I am essentially saying that, and that is what this proposal was meant
>> in which the parameter indicates that the user promises that they won't
>> use a non-utf8 locale, and so Perl can ignore CTYPE for locale purposes,
>> and in fact that strings can be assumed to be encoded as Unicode
> In this you appear to be restating the fundamental brokenness that I
> initially perceived. If the locale prefers UTF-8 encoding, that means
> we're liable to see UTF-8-encoded text in the input. For example,
> the orange one's name, which includes an e-acute character (U+e9), will
> appear as the string "L\xc3\xa9on". Ideally we'd like the /l modifier in
> this situation to make "\xc3\xa9" match as a single alphabetic character,
> and match /\xc3\x89/ if we also apply the /i modifier. As I understand
> it, you are proposing that /l behave identically to /u, and thus that
> we treat the "L\xc3\xa9on" string as containing an A-tilde (U+c3) and
> copyright symbol (U+a9), which in character classes and case-insensitive
> matching will give a very different effect.
> The only locale charset for which we can ignore locale encoding is
> Latin-1. This is because Latin-1 encoding and decoding, as viewed
> by Perl, is the identity function (modulo encoding range errors).
> UTF-8 encoding and decoding are distinctly non-identity operations.
>> What I was originally proposing would work well with the :locale I/O
> Surely any particular behaviour for regexp character classes will be
> utterly broken by any change in the encoding regime that generates
> the strings on which it operates. /u works naturally with :locale, by
> virtue of having character strings always represented in native Unicode
> form where visible to the program. Any form of locale-encoded-string
> handling, such as /l, however, is fundamentally predicated on *not*
> decoding inputs that are expected to be locale-encoded.

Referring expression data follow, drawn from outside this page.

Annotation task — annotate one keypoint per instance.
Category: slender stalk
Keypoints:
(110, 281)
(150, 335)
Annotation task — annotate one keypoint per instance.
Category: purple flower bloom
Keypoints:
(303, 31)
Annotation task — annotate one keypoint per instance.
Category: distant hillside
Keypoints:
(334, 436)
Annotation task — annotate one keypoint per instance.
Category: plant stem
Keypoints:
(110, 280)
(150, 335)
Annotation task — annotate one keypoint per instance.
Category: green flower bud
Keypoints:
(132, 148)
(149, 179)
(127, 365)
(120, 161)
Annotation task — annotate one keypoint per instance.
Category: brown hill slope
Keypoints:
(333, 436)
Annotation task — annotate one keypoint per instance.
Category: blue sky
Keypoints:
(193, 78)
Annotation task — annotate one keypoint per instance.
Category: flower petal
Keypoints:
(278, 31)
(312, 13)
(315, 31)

Currently, under locale, the user is warranting that the strings are
correctly encoded in the specified locale. If the real encoding is
Hebrew and we are told that it is Greek, the results are almost certain
to be wrong. My proposal had nothing to do with input/output. "use
locale" as far as documented has no current effect on that. What I was
saying was that under utf8 locales, which are currently documented as
not working, the regex engine and the casing functions would assume that
their strings were properly Unicode-encoded. It's up to the user to get
them that way. The :locale layer would be a convenient way to do this.
So, sure, if the string is in utf8, but the utf8 flag is not set (or
vice versa), the results will be wrong. The proposal is not an
end-to-end solution where suddenly "use locale" takes on more meaning
than it currently does. It is "if are in a utf8 locale, and you've
arranged things so that the strings are Unicode-encoded, then operations
on them will work correctly" which is not the case currently.